Chapter 5 OTHER WILD-FLOWER DESIGNS

Daisy Fleabane Design

Isn't the design Fig. 23 what grown-ups call Japanesque? Doesn't it look as if it had been copied from a printed pattern on a piece of Japanese cotton cloth?

Fig.23 - Daisy Fleabane design

Well, it was not. It is from a design made especially for you of real wild flowers, freshly gathered. The name of the flower is the daisy fleabane which grows in almost all open grassy fields where daisies and buttercups and clovers are found.

The illustration Fig. 24 shows how the daisy fleabane looks when first gathered. Sometimes the blossom is entirely white, sometimes it is tinged with purple, and it has a bright-yellow centre. Its petals are as fine as a fringe, like those of the asters that blossom in the fall.

In making the design the full-blown flowers were pressed down flat, which makes them round like a sunflower, while the buds and partly open flowers were left as they naturally grew. The composition, or arrangement, of this design is like that used for the upright clover design (Fig. 16), that is, it has two tall side sprays and a shorter middle spray; but see how very different the two designs are in appearance. The clover is all graceful curves, the daisy fleabane is stiff and formal with straight lines and angles.

If you use the white flower, make the design on a sheet of tinted paper, else the flower will not show.

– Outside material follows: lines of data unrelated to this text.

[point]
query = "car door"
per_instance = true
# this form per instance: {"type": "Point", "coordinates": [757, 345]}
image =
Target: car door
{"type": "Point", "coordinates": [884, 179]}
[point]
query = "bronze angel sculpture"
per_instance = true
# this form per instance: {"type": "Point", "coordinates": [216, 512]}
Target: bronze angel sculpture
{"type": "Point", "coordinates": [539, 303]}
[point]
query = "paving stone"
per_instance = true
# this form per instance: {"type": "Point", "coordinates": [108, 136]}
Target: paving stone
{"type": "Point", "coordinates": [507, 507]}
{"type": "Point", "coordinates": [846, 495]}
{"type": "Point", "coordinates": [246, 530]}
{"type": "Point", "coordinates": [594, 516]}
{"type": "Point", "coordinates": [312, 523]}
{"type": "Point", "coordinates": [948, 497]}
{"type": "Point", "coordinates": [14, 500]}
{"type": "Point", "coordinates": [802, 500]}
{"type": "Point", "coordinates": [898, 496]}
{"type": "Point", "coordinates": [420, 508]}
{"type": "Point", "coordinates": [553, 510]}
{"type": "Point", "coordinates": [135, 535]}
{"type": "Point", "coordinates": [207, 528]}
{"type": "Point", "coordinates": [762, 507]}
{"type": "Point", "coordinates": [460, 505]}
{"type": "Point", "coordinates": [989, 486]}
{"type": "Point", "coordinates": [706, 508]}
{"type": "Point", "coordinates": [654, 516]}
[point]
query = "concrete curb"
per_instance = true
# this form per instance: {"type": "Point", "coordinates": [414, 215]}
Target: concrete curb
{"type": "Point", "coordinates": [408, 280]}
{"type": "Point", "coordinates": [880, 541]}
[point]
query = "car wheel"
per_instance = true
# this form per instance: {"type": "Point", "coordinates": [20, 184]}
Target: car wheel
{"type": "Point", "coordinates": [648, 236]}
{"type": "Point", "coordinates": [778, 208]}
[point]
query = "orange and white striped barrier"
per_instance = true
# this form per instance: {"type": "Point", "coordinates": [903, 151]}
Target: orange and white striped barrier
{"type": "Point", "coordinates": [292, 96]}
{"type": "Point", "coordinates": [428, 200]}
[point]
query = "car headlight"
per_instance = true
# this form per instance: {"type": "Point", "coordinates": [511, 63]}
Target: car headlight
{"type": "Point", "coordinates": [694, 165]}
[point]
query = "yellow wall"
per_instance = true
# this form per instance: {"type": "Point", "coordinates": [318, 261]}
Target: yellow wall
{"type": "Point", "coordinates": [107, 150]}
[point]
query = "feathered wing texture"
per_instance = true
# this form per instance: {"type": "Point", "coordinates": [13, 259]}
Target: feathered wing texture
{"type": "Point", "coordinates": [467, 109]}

All white flowers should have tinted paper for a background.

Wild Mustard Design

The small, yellow blossoms of the wild mustard and its compound leaves make very dainty designs. Fig. 25 is one of them.

Fig.25 - Wild Mustard design.

Fig.26 - Wild Mustard.

Fig.24 - The Daisy Fleabane grows like this.

From the drawing of the wild mustard (Fig. 26) you will see that the flowers do not grow close to the leaves as they are placed in this design, but on tall stems which lift them far above the scattered leaf-sprays. The design Fig. 25 was made by cutting off a number of flower-clusters and leaves, and grouping first one flower-cluster and one leaf-spray together, with the ends of their stems touching, then another flower-cluster and another leaf-spray. The arrows in Fig. 27 show where the stems are brought together, and the design Fig. 25 shows how the joining of the first two is covered with one of the small leaves of the second leaf-spray, and how the joining of the second two is hidden under a leaf of the third leaf-spray, and so on.

Fig.27 - Parts of Wild Mustard design.

There are four flower-clusters and five leaf-sprays in the design. You can have as many as you wish but must end them with a leaf-spray.

Fig.28 - Buttercup design.

Buttercups-a Design

Buttercups are so beautifully golden, so glossy and bright, you would think they could be made into many nice things, a gold necklace for instance. And so they could if they only would not wilt almost as soon as they are gathered. To be sure, they will revive and freshen up when put in water if they are not too much wilted, but we cannot make them into jewelry while their stems are in water.

Still there is something buttercups can be used for, and that is designs. Fig. 28 is a drawing from the simplest kind of a buttercup design but a pretty one. It shows five wide-open blossoms placed in a row at equal distances apart with a little spray of leaves and bud at the lower end of each stem. These sprays do not grow as they are in the design but are added after the flowers are placed in a row.

As in all other designs, each flower, bud, and stem is touched with paste on the under-side to hold it in place on the paper. A design like Fig. 28 should be pressed after it is arranged, and it will last a long while and keep its bright color. A number of other and very beautiful designs can be made of the common wild buttercup.